Apache Hive is a data warehouse system designed to operate on a large scale. Facebook (now Meta) launched Hive in 2010 to juggle large data workloads as social media popularity and operational demand skyrocketed. With a primary focus on fast data analysis and rapid online insights, Hive granted Facebook the ease, flexibility and comfort to function efficiently on a widespread basis. Since then, Hive has become part of the Apache-Hadoop project. Apache Hive is widely used by social media outlets and corporations alike.
What Is Apache Hive Used For?
How Does Apache Hive Work?
With a specialty in OLAP (online analytical processing), Hive is one of the best platforms for SQL users to create queries and engage with large data sets. As part of Hive’s OLAP, users can segment and query data from multiple database systems with ease.
It’s important to note Hive is not a relational database, a type of database that organizes data into tables based on related points. Rather, Hive organizes data into similar tables based on unit size. These tables are made of separate partitions to divide tables into different parts based on data information. These partitions can be broken down even further with a process called bucketing that breaks data down for fast data queries.
Apache Hive Benefits
Apache Hive is unmatched when it comes to speed, and that’s because it uses batch processing to interpret data. Compiling large volumes of data into smaller batches allows the system to effectively read data input and write a well-informed output in response without the system becoming overwhelmed by other competing data sets.

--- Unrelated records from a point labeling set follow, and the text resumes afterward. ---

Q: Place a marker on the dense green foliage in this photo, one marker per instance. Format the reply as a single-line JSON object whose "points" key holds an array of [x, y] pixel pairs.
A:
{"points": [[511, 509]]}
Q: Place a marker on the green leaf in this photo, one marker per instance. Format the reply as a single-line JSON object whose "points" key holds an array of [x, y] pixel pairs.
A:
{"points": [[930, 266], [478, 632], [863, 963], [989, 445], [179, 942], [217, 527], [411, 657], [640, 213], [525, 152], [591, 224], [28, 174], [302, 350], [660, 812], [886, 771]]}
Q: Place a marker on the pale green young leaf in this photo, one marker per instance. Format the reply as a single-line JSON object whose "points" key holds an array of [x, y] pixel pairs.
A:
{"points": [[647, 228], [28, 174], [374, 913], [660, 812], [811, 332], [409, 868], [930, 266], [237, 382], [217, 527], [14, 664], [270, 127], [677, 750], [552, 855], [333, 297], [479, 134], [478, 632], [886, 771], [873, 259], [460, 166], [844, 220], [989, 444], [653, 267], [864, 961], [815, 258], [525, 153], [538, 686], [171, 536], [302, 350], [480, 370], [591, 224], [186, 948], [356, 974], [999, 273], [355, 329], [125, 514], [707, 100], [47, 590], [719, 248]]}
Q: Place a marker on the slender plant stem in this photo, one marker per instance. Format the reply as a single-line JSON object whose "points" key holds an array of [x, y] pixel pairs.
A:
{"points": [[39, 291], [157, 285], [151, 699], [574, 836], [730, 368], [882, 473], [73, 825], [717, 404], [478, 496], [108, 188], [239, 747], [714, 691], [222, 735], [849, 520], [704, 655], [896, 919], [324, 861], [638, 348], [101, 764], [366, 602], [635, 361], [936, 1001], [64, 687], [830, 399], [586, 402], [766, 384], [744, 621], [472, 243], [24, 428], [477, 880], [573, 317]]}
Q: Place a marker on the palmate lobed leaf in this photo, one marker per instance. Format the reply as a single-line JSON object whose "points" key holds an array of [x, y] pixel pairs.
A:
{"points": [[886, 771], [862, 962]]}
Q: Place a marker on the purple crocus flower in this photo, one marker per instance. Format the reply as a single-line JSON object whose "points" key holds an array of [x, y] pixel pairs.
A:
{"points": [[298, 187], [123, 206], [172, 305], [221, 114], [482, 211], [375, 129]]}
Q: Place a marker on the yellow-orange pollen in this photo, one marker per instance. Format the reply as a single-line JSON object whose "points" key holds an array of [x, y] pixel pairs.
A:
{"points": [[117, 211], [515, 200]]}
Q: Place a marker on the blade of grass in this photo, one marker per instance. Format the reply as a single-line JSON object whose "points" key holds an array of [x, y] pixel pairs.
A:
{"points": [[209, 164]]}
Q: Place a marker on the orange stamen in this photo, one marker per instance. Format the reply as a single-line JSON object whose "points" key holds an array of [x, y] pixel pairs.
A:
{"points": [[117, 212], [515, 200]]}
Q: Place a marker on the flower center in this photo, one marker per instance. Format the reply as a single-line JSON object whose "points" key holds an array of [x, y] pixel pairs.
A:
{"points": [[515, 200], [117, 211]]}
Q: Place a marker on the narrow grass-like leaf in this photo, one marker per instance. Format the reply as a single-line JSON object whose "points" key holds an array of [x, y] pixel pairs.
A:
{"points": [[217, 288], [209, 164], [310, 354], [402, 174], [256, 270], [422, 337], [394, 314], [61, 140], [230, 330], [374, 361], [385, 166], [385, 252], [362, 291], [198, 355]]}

Additionally, the system is closely integrated with Hadoop, Apache’s open-source framework. Hadoop contains data sets ranging in size. Hive’s close proximity to Hadoop allows Hive to speedily analyze larger data sets than its competitors, which makes Hive a high-volume data center.
Apache Hive Challenges
There are a few things that Apache Hive doesn’t do as well as its competitors. Apache Hive is not compatible with OLTP (online transaction processing) actions. Tasks like online banking, shopping and instant messaging features are unavailable to users working with Hive. Because Hive is used for real-time operations, its response time to data queries must be prioritized over other functions, like core OLTP actions.
Additionally, Hive is not a “schema on write” database, which means it doesn’t create a schema (or structure) for data when you enter it into the database. Instead, Hive is a “schema on read” database that loads data without the need to create a schema and allows you to begin working with data right away. While many love schema on write databases for query speed and precision, schema on read saves valuable time. Furthermore, Hive is purely an online query answering system with functional benefits that can be used for real-time queries or updates.
Apache Hive vs. Apache HBase
Be careful not to confuse Apache Hive with Apache HBase. While the two systems have similar names, they differ wildly when it comes to quality and performance. While Apache Hive gives you multiple supported file formats, reliable batch processing and structured and unstructured data support, Apache HBase falls short in all of these areas.
HBase isn’t closely integrated to Hadoop like Hive. Since HBase was designed to store and process unstructured data, there are structural limitations that inhibit the system from processing data as quickly as Hive. If you’re interested in analytical data querying, Apache Hive is the better system.
Is Apache Hive Still Used?
Aside from Meta, there are many companies that use Apache Hive for its speed and trustworthiness. For example, Airbnb prefers to use Apache Hive when processing its vacation rental data to keep their millions of clients satisfied. Similarly, Vanguard, an investment management company, uses Apache Hive to manage their data pertaining to their $7 trillion in global assets. Ultimately, Apache Hive is best suited for large companies with heavy data loads that require daily completion.